На самом деле Калинов мост — не место. Не дерево, не доски, не переправа через огненную реку. Это выбор. Тот самый выбор, что встаёт перед каждым, в чьих жилах течёт кровь двух миров. Кровь живого и мёртвого. Кровь человека и духа. Кровь того, кто стоит на границе и не знает, в какую сторону сделать шаг.
И однажды этот выбор приходится сделать. Не потому, что так велит судьба.
Не потому, что так хотят боги. А потому, что мост — он внутри.
Он в каждом, кто хоть раз заглядывал за грань.
Ягинья — дочь волколака и ведьмы, что погибли в проклятой деревне Айы. Она никогда не знала родителей. Никогда не видела тайги, где родилась.
Её жизнь была обычной — до тех пор, пока прошлое не напомнило о себе.
Пока тени, что двадцать лет прятались за спиной, не начали сгущаться.
Пока Калинов мост не перестал быть легендой, когда он начинает звать — не откликнуться уже нельзя.
Теперь Ягинье предстоит узнать, что значит быть дочерью двух миров.

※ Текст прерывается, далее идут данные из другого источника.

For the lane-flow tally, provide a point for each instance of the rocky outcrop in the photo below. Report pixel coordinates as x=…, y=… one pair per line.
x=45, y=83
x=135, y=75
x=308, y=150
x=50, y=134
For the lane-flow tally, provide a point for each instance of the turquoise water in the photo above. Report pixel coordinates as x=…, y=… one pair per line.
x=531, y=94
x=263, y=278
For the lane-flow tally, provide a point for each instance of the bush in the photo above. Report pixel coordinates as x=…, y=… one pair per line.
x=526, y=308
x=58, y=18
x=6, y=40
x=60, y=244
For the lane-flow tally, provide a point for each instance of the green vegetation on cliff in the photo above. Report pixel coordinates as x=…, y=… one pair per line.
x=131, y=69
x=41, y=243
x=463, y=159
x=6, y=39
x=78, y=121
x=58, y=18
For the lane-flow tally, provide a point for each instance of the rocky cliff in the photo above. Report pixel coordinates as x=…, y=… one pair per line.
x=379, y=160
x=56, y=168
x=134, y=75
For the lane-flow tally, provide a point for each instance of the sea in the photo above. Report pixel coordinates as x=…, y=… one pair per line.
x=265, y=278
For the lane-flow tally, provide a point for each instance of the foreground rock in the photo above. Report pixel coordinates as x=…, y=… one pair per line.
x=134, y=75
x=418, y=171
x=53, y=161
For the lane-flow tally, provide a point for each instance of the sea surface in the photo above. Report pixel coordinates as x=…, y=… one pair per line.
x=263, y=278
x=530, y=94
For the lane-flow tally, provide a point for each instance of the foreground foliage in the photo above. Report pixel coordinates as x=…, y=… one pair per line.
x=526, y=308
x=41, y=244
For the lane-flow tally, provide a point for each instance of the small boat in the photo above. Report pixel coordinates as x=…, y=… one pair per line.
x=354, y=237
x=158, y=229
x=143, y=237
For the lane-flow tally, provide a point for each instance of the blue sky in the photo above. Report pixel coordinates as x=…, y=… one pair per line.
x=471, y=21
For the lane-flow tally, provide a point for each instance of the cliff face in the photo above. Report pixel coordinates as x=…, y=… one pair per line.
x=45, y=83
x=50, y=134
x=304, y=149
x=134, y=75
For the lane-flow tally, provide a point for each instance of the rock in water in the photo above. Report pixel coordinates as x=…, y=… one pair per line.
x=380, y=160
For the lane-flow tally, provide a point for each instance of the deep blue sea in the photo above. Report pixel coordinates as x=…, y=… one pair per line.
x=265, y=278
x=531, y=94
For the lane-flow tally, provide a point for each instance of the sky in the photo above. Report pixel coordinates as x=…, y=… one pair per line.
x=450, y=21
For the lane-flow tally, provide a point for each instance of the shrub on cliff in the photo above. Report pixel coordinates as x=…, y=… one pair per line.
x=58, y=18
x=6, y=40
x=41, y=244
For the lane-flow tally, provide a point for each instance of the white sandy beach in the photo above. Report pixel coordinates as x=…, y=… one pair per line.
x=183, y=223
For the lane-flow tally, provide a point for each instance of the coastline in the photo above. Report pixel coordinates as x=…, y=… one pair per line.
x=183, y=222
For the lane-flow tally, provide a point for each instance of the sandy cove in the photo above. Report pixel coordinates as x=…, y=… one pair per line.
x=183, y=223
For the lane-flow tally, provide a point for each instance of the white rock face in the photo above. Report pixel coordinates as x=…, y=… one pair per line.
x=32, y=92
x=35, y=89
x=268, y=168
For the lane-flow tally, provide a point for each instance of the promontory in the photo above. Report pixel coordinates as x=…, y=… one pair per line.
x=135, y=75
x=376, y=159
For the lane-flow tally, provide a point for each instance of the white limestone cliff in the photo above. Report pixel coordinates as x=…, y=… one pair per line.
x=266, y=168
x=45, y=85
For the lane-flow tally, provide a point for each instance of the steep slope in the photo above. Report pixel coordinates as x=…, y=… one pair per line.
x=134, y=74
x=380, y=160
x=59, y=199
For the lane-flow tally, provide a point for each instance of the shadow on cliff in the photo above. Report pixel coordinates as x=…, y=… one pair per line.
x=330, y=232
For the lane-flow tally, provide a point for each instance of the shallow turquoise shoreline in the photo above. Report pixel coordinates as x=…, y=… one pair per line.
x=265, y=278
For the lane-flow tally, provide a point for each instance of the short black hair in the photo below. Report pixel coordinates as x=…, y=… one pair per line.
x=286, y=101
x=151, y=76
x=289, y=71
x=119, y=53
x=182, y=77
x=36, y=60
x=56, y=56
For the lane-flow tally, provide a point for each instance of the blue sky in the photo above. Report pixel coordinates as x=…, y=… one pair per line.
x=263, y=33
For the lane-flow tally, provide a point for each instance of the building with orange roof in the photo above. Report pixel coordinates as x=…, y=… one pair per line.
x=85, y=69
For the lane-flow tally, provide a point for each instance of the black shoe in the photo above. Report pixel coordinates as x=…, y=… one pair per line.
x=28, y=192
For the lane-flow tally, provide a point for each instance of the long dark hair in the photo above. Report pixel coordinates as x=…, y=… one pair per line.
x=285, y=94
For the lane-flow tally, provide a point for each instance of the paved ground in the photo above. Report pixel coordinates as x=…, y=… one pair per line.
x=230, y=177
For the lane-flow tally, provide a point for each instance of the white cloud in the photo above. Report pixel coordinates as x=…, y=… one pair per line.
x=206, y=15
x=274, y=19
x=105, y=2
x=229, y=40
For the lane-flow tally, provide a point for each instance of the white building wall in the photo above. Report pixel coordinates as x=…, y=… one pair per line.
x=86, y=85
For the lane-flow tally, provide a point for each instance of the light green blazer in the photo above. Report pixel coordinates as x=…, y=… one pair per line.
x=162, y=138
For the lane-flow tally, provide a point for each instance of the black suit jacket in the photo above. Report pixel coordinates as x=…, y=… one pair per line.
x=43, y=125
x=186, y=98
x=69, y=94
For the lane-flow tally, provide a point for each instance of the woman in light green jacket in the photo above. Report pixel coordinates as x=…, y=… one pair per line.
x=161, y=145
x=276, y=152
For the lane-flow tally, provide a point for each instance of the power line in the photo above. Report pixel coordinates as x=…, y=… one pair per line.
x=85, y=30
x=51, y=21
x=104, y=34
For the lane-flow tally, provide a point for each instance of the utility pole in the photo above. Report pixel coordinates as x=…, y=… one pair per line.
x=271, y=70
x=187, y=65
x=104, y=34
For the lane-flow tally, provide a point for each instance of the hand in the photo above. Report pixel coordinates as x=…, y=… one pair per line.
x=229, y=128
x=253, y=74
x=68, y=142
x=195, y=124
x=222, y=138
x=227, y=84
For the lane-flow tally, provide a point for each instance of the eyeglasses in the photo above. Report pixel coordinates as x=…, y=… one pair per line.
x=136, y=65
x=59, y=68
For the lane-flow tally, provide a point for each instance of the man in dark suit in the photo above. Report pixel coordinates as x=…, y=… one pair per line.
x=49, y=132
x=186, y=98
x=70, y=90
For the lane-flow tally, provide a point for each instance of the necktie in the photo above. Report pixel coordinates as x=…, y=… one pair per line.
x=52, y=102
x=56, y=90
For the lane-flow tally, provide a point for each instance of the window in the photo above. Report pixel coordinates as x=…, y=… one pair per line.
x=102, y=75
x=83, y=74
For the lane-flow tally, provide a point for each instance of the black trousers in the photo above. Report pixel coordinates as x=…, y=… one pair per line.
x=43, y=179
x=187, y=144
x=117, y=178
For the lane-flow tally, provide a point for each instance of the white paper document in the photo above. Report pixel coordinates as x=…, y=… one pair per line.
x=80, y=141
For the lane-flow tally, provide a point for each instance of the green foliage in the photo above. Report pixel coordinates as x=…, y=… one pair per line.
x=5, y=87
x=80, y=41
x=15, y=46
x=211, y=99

Что скрывается на том берегу. И какую цену придётся заплатить за выбор, который нельзя не сделать.

Глава 1 Чужачка
Ягинья лежала на большом, прогретом солнцем валуне, что лежал у самого края поля — там, где распаханная земля уступала место дикой траве,
а за ней, в нескольких шагах, уже начинался лес.
Валун этот был старым, замшелым, словно спина древнего зверя, уснувшего здесь сотни лет назад и обросшего мхом.
Он лежал тут, сколько Ягинья себя помнила,
— серый, тёплый, надёжный. Никто не знал, откуда он взялся посреди поля, но Ягинье нравилось думать, что когда-то его притащил сюда ледник,
или великан, или сама земля вытолкнула его из своих недр,
как напоминание о чём-то давнем и забытом.
Она смотрела в небо — бескрайнее, выцветшее от жары,
с редкими облаками, что лениво плыли куда-то за горизонт.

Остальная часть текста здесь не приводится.